Odin took out his flute and held it for a moment in his calloused hands, his fingers pressing energy into the pores of the blue stone. He put the flute to his lips and, in his sadness, remembered Laelia’s favorite melody. The tender music spoke of sunbeams drifting through the forest treetops. Punga crawled up to Odin’s shoulder, reminding his friend in his biggest voice that the day was getting on and the dark of night would soon be upon them. They must move on. Odin set aside the flute and abandoned his moment of self-pity. Hoisting up his pack, he plunged down the mountain.
Odin was soon some distance from his home on Mt. Grieg. Above his mountain, an orange ball hung high in the morning sky; its rays shimmered on Odin’s hair radiating a copper hue. Punga, a nocturnal cricket irritated by the sun’s brightness, crawled down and snuggled in Odin’s beard to sleep.
As he looked down from his mountain, a sea of fog, swollen and throbbing with life, hovered over the bogs.
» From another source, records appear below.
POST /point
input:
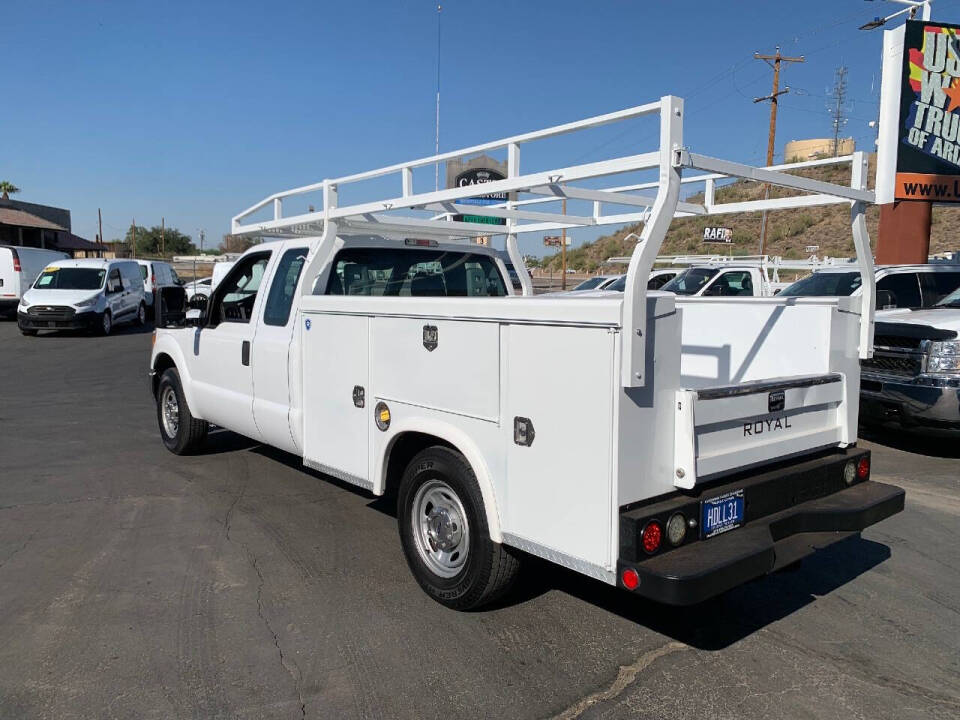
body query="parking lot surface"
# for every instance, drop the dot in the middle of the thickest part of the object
(237, 584)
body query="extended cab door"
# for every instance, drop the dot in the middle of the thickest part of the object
(272, 353)
(221, 369)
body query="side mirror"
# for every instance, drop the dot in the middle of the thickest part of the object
(170, 306)
(199, 302)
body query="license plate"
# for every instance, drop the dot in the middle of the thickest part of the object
(722, 513)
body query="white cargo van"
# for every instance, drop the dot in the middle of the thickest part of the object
(711, 440)
(19, 267)
(89, 294)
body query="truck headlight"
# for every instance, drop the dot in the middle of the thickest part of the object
(943, 357)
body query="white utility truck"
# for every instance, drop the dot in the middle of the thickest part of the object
(689, 445)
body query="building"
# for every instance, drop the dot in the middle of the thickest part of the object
(798, 150)
(43, 226)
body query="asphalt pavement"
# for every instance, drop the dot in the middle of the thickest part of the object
(236, 584)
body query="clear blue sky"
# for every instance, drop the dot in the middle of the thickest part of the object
(195, 110)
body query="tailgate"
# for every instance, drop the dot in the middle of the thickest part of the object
(731, 427)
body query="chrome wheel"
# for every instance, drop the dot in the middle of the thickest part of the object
(170, 411)
(440, 529)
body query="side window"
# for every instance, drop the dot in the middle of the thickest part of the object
(283, 287)
(898, 290)
(732, 284)
(237, 293)
(114, 284)
(936, 286)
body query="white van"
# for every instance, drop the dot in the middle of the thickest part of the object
(19, 267)
(86, 294)
(156, 274)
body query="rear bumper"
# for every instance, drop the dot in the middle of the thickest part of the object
(80, 321)
(700, 569)
(930, 403)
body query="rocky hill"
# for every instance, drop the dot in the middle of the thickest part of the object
(788, 232)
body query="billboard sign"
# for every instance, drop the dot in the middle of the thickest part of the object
(718, 235)
(928, 129)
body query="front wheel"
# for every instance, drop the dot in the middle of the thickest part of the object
(444, 533)
(180, 431)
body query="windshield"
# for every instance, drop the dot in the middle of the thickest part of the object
(590, 283)
(690, 281)
(54, 278)
(824, 284)
(951, 300)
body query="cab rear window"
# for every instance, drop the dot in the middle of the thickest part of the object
(387, 272)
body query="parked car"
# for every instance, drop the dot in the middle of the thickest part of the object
(156, 274)
(89, 294)
(597, 282)
(19, 267)
(913, 378)
(898, 286)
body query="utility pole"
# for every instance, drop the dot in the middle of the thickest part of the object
(838, 111)
(436, 144)
(563, 250)
(774, 62)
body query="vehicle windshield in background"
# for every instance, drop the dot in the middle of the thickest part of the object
(951, 300)
(690, 281)
(618, 285)
(824, 284)
(590, 283)
(70, 279)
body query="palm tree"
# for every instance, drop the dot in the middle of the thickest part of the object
(7, 187)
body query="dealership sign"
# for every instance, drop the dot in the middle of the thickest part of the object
(919, 146)
(717, 234)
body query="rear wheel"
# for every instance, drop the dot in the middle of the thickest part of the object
(180, 431)
(444, 533)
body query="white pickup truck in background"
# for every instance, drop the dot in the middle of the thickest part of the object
(710, 440)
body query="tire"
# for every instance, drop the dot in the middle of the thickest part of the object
(439, 503)
(105, 326)
(180, 431)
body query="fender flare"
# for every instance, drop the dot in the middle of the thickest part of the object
(461, 442)
(166, 345)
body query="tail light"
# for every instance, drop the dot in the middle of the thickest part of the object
(630, 579)
(652, 536)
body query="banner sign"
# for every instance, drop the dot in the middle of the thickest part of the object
(928, 141)
(716, 234)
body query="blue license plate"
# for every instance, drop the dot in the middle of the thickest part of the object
(722, 513)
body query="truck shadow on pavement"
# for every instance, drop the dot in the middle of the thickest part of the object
(913, 442)
(711, 625)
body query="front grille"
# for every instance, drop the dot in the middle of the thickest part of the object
(907, 365)
(897, 341)
(52, 312)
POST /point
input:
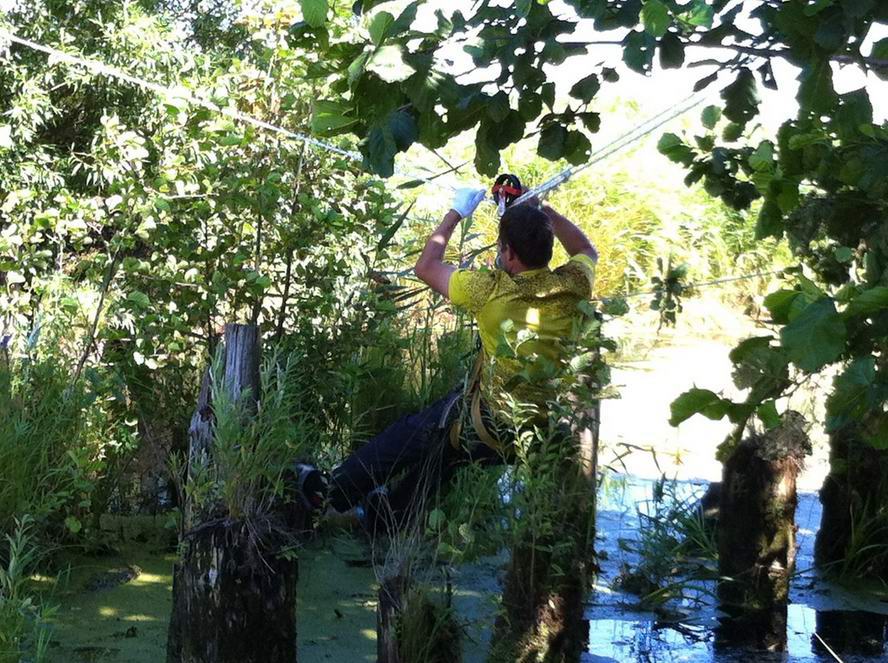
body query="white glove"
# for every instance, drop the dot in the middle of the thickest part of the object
(467, 200)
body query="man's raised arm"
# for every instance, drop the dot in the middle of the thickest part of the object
(431, 268)
(571, 237)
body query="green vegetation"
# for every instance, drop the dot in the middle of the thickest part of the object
(135, 224)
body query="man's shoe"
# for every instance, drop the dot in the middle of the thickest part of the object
(312, 485)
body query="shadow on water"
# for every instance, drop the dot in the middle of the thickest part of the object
(821, 616)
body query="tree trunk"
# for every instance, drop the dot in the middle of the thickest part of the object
(548, 578)
(234, 595)
(411, 627)
(391, 596)
(234, 598)
(853, 534)
(756, 535)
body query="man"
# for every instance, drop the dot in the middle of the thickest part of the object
(523, 294)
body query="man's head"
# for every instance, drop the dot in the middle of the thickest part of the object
(525, 239)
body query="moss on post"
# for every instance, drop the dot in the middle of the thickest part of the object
(549, 573)
(756, 534)
(234, 593)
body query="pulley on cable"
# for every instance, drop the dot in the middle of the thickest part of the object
(506, 190)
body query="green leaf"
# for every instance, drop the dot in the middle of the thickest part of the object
(329, 117)
(741, 98)
(767, 412)
(498, 106)
(779, 304)
(388, 63)
(530, 105)
(711, 115)
(389, 233)
(381, 150)
(139, 299)
(577, 148)
(852, 394)
(816, 337)
(700, 15)
(638, 51)
(816, 92)
(763, 157)
(672, 147)
(855, 110)
(586, 88)
(552, 142)
(5, 136)
(356, 68)
(732, 132)
(880, 52)
(769, 222)
(379, 27)
(73, 525)
(314, 12)
(404, 129)
(655, 18)
(671, 52)
(698, 401)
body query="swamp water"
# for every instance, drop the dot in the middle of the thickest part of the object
(115, 608)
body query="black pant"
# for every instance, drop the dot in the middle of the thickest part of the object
(415, 449)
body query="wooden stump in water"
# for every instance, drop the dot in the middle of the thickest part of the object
(548, 578)
(234, 599)
(853, 526)
(413, 628)
(756, 534)
(388, 611)
(234, 594)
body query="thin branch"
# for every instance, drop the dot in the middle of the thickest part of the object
(87, 347)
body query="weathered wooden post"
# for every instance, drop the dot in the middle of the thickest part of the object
(234, 595)
(548, 578)
(853, 496)
(756, 534)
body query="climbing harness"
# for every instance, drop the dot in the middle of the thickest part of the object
(506, 190)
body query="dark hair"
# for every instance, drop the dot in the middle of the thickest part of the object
(528, 232)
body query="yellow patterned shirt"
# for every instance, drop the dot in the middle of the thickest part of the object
(542, 301)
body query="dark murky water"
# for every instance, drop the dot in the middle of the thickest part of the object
(851, 624)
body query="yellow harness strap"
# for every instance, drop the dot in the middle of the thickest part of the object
(472, 397)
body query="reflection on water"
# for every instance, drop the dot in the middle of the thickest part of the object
(854, 635)
(617, 632)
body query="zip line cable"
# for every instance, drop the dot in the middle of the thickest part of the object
(644, 129)
(112, 72)
(692, 286)
(100, 68)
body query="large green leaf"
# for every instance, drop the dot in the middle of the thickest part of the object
(700, 14)
(388, 63)
(381, 150)
(698, 401)
(655, 18)
(638, 51)
(329, 117)
(741, 98)
(851, 397)
(586, 88)
(552, 142)
(816, 337)
(671, 51)
(315, 12)
(816, 92)
(880, 52)
(673, 148)
(379, 27)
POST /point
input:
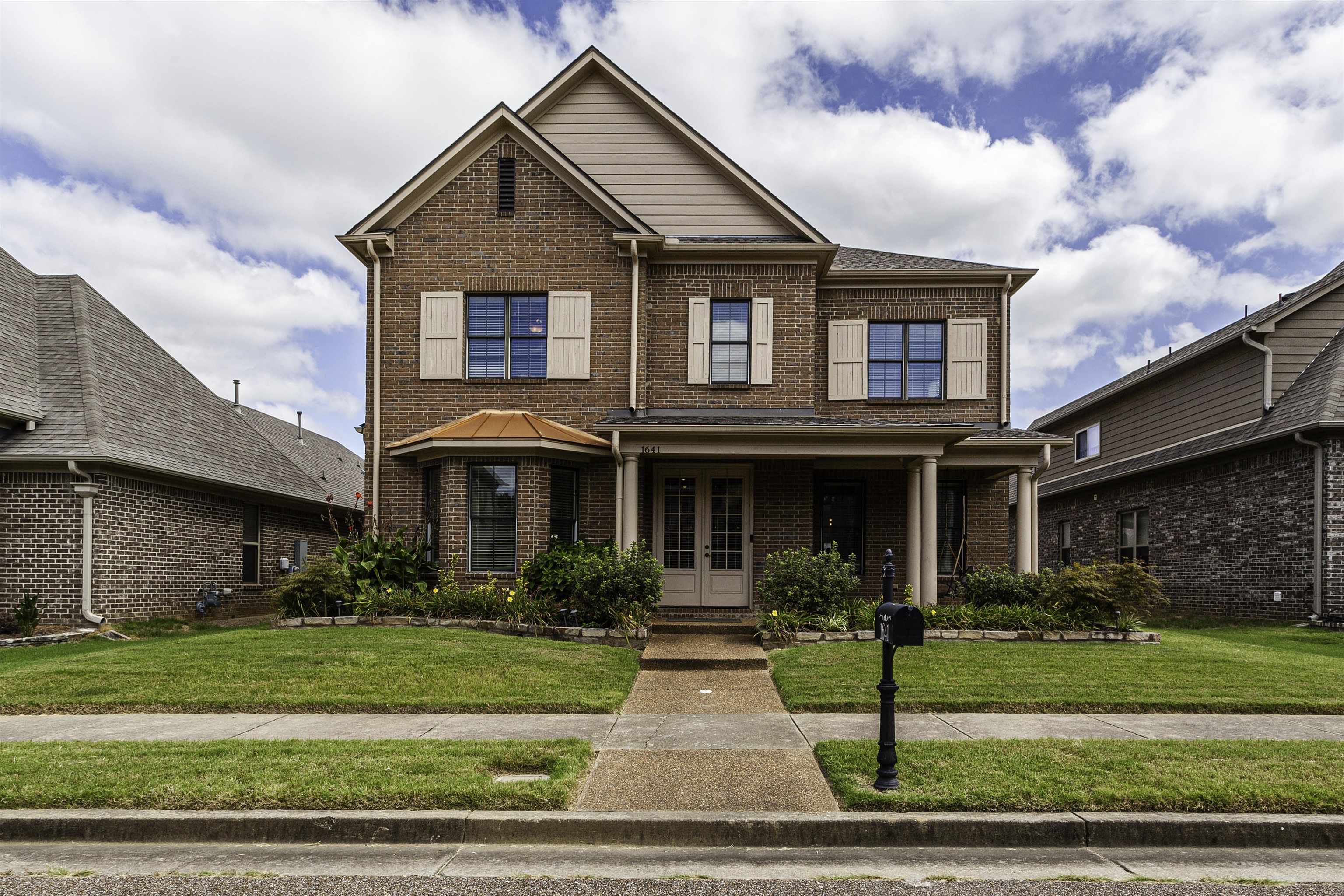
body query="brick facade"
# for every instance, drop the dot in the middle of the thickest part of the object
(1224, 534)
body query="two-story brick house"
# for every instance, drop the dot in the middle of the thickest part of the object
(1222, 465)
(586, 322)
In the distance, shrill cries rolled up from the swampy waters below. Odin shivered. Threatened by the dense fog and the secrets hidden in its vapors, he hesitated. The fledgling troll was about to spread his wings and enter an unknown land.
Bravely, he pulled his shoulders back and plunged farther down the mountainside toward the fog’s abyss.
As Odin scurried down his mountain, stumbling and dodging the boulders in his path, he wondered about the shadow that was always with him. From the time he was a young troll, he believed his silent shadow kept secrets. He feared that one day soon, this dark image of himself would turn and face him, whispering that Laelia was dead. This thought unsettled him; he picked up the pace as he headed down into the realm of the black water bog.
Soon the mountain’s steep slope emptied into a ravine of tall white spruce and tangled grasses that slowed his pace. Ahead, he saw a grove of dwarfed black spruce bordering the bottom of Mt. Grieg. Winds now moaned eerily across the trees and the spirits of darkness seemed to be hiding in every bush. Anxious, he was well aware they were entering the bog. Recalling his father’s tales, Odin imagined swamps full of oil trolls with clawed feet, giant frogs with whiskers and bat wings, bog lizards that wore horns on their heads and spat blood at their enemies.
He stood in the dense thicket of spruce trees, their black-needled branches blocking out the blue sky. Odin turned to have one last look at his mountain; pangs of panic stabbed at his stomach. He could no longer see the majestic peaks of Mt. Grieg.